I intend to cover some more foundational material for
BizTalk 2004 in the future, but today I wanted to cover an issue that at
least some people will run into fairly quickly when beginning to use the
product.
There are times when it is desirable to work with multiple XML schemas that
specify the same target namespace, and which specify different definitions for
the same element.
For instance, you may wish to have a lax schema when a document lands on your
doorstep initially - but further into the processing of that document (along a
particular path) you may wish to validate against a stricter schema. Or,
you may have a situation where you have what is arguably an envelope structure
which can't be cleanly stripped off (for a variety of reasons) - leaving you
with documents which might look quite different, but have the same target
namespace and element usage.
BizTalk 2004, in general, wants to see one schema deployed to the BizTalk
management database for any given combination of target namespace and element
declaration. If you deploy two schemas with target namespace
http://MyNamespace and element declaration MyRoot, and then attempt to receive
a MyRoot-rooted document through a receive port using the default Xml Receive
pipeline, you will receive an error from BizTalk like this one:
There was a failure executing the receive pipeline…Source:"XML
Disassembler"…
Reason: The disassembler cannot retrieve the document specification using this
type: "http://MyNamespace#MyRoot". Either the schema is not deployed correctly,
or more than one schema is deployed for the same message type.

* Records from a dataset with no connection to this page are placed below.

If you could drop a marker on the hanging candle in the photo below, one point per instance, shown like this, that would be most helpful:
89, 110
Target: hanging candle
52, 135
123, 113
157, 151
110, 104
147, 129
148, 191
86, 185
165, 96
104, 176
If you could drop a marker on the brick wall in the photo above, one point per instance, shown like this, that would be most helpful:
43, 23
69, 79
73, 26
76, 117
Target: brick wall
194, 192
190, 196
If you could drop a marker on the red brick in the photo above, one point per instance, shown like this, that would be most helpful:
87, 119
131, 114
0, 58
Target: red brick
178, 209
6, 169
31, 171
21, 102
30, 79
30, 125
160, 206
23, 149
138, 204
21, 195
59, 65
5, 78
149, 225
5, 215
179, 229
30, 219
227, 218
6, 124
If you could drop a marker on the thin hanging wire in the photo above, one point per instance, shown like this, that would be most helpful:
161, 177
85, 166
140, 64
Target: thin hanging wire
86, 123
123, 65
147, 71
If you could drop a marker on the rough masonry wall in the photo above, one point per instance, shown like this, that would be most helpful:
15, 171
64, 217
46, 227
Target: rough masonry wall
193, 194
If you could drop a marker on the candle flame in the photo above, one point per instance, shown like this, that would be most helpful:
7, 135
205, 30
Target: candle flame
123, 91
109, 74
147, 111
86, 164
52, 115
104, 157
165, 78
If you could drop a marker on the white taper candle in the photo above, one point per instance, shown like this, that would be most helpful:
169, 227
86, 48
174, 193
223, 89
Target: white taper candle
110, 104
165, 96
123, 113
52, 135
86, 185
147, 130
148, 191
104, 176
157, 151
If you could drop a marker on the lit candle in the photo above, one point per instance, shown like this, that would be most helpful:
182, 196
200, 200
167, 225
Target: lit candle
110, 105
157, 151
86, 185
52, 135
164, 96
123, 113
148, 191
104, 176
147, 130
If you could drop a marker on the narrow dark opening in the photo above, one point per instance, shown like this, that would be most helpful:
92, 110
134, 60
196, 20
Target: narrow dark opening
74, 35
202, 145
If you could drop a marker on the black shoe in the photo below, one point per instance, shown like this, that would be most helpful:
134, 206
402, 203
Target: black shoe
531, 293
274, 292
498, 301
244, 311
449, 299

To overcome this, you can use custom BizTalk Pipelines on the send and receive
ports that will be dealing with schemas that are subject to the
ambiguity. Within a pipeline, you can restrict the set of available
schemas from "everything that is deployed" down to the schema(s) that you are
interested in.
Specifically, for receive ports, you can add a new item to your project (a
"Receive Pipeline"), and add the default Disassembler and Party Resolution
pipeline components. For the Disassembler component, edit the "Document
Schemas" collection and add the particular schema you are interested in.
See this picture for an illustration.
Likewise, for send ports, you can add a "Send Pipeline" item to your project,
and add the default Assembler pipeline component. Again, specify the
schema you are interested in with the "Document Schemas" collection of the
Assembler.
For each of the Send or Receive ports that will be trafficking in these
messages, specify your newly created pipelines - instead of the default Xml
Receive/Send pipelines!
Now for the gotchya! (you knew there had to be one, right?)
BizTalk 2004 will require that the assembly containing your custom pipeline(s)
is deployed to the GAC (along with every other BizTalk project assembly.)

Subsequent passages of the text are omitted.